Il avait nourri le chef une fois, et maintenant tous semblaient résolus à le suivre au bout du monde, l’œil mendiant, le croc prêt, soumis aussi longtemps que le marcheur feindrait l’indifférence. Faire volte-face, battre des bras ne servirait qu’à les disperser un instant comme des mouches. Il faudrait recommencer, joindre la voix au geste. Il y perdrait de son prestige, et c’est bien la seule arme dont dispose encore un homme aux mains nues dans les décombres des lois.

Il renonça vite à percer les motifs de l’escorte. Quand l’homme campait à l’abri d’un feu, observant la meute couchée de l’autre côté du cercle, museaux calés entre les pattes, il voyait luire des paires yeux attentifs, patients  : résignés à l’incompréhension des races ou affûtés pour la haine jusqu’au fond du ventre ?

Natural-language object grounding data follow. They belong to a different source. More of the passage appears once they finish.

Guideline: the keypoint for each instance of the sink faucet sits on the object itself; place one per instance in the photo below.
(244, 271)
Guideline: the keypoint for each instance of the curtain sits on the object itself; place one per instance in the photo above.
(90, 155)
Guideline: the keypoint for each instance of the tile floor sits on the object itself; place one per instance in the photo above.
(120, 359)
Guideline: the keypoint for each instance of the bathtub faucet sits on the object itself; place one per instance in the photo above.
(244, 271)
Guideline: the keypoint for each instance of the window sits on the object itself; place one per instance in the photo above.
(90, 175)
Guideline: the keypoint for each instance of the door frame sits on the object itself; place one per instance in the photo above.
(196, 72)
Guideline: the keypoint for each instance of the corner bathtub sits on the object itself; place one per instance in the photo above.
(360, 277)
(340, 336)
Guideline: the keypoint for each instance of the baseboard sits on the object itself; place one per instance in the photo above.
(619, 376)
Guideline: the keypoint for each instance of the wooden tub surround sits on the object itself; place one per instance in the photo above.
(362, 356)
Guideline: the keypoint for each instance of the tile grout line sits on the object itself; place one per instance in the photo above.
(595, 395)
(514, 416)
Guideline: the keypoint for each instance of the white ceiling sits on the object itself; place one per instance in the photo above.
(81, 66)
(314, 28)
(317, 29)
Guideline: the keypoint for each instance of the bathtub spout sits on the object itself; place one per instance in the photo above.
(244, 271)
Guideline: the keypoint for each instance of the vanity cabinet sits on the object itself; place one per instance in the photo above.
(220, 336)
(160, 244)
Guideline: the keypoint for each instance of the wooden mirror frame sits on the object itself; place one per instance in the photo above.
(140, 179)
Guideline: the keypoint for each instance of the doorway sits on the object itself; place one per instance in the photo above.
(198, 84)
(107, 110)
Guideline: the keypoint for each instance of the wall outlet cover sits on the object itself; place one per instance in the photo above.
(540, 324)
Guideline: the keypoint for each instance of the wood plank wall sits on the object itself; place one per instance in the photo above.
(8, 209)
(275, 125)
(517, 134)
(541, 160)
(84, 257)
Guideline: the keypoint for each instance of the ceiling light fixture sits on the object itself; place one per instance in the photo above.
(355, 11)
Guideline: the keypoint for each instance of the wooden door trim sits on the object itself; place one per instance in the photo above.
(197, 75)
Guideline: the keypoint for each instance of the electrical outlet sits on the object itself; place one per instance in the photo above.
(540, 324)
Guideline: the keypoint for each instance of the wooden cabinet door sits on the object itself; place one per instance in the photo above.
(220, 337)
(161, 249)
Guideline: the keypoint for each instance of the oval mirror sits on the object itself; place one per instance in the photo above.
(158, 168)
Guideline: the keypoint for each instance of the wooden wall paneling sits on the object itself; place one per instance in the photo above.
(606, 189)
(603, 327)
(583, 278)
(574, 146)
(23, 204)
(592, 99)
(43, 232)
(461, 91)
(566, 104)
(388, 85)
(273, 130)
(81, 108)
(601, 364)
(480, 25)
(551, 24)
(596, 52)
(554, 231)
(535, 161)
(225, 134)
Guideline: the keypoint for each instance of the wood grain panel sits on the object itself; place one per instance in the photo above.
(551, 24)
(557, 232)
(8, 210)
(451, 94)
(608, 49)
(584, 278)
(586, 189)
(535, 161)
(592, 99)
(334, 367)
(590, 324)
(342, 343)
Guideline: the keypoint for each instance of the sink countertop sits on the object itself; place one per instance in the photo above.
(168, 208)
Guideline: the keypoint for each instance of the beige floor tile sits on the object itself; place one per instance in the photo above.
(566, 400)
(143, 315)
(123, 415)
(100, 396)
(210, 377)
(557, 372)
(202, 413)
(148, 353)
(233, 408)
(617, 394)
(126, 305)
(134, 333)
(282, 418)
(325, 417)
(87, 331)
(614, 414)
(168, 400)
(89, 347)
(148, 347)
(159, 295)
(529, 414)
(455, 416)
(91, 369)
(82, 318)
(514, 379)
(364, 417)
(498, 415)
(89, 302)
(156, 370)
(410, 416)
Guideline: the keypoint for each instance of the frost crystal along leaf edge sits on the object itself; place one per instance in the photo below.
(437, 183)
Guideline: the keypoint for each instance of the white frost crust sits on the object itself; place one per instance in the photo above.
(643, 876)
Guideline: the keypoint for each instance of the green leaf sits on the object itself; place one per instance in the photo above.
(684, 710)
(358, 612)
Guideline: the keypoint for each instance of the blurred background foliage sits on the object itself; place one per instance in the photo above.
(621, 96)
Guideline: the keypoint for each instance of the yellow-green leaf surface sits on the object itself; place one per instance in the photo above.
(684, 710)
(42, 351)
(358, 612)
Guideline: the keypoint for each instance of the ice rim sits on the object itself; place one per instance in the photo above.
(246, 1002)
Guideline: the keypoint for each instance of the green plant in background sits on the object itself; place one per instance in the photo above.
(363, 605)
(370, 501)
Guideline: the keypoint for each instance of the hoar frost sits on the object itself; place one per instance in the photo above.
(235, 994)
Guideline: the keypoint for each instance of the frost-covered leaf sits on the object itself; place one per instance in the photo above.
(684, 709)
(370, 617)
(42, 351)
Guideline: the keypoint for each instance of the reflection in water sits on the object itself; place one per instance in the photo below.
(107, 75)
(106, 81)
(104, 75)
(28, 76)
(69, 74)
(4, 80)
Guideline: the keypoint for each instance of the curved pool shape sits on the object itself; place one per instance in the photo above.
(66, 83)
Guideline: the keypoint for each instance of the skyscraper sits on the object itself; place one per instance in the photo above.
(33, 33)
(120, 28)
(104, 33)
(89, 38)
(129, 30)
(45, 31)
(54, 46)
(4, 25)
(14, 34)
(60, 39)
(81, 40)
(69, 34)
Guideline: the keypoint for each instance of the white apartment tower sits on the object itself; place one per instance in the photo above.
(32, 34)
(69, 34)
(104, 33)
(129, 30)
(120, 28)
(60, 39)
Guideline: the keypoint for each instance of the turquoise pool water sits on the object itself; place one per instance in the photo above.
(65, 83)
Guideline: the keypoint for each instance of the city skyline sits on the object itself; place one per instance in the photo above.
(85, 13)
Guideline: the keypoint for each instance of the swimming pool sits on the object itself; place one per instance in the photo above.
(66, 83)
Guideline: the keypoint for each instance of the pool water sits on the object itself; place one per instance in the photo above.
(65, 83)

Bientôt il put céder au sommeil sans peur. Même on aurait dit que la meute le veillait. Parfois le chef se détachait du groupe des guetteurs, venait flairer l’endormi. Le souffle sur ses chevilles, son cou, entrait comme une brise du large dans ses rêves d’embarquement. Mais qu’elle était encore loin, la mer ! Combien de plaine grise avant de déposer l’ennui sur un quai ! Au réveil, il trouvait parfois les bêtes massées contre son flanc, comme pour suppléer à la chaleur du feu éteint. Alors il leur parlait : des mots rescapés du sommeil, encore tout brouillés d’impossible ; des serments d’amitié, des promesses d’assistance dans l’infinie misère du voyage. Puis la raison dissipait ces chimères comme le soleil les brumes. L’homme et les bêtes se scrutaient alors en silence, et ça faisait un froissement d’impuissance, une tendresse de père évasif et d’enfants retrouvés un beau matin sur la voie du sang.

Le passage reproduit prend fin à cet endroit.